Nowhere is the money machine more aggressive than in races affected by Israel policy. Groups like AIPAC have funneled tens of millions into races to unseat Democrats seen as insufficiently pro-Israel. Sanders is blunt: “Netanyahu no longer represents a democratic Israel. His government is dominated by far-right extremists committing atrocities against Palestinians in violation of international and U.S. law. And some just refuse to see it.” While he’s faced criticism for not calling the conflict genocide, Sanders has grown more vocal in recent months—measured, but unflinching.
Since March, Sanders and Ocasio-Cortez have been hosting rallies nationwide. It’s not an official campaign, but a political call to action. And the turnout has surprised them, especially in conservative strongholds. “We’re seeing people show up in red states because they don’t want oligarchy, they don’t want authoritarianism, and they certainly don’t want tax breaks for the rich at their expense.”

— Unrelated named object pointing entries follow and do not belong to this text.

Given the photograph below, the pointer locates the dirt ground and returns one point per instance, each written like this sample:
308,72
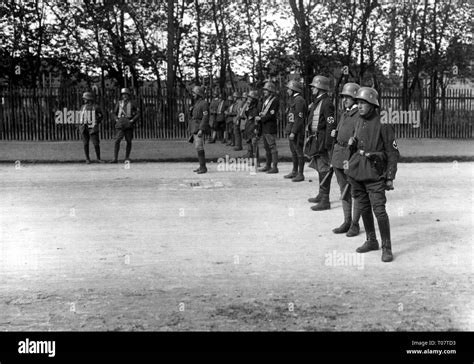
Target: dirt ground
156,247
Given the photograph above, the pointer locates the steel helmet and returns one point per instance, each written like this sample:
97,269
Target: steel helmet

Despite occasional differences—“my wife and I disagree sometimes, too!” he jokes—he praises Ocasio-Cortez as a sharp, principled ally. “She’s one of the most powerful communicators in politics today.”
He doesn’t envision a third party but wants to reshape the Democratic base from the bottom up. “We’re building a grassroots movement—especially among working-class and young people. Any new progressive candidates coming up in 2026 will owe a lot to the organizing we’re doing now.”
Sanders today remains the same as he is in his book It’s OK to Be Angry About Capitalism: clear in principle and unwavering in his demands—on healthcare, climate, inequality, and justice. Watching him fire up a crowd offers a glimpse of a different political reality, one grounded in hope and moral urgency. He keeps going, he says, because he meets “so many extraordinary people” fighting for change.
As he heads toward a photo shoot upstairs, his wife Jane O’Meara Sanders trails behind, chatting with a smile. Bernie, striding ahead, isn’t trying to prove vitality—he just moves like someone who believes the time for action was yesterday.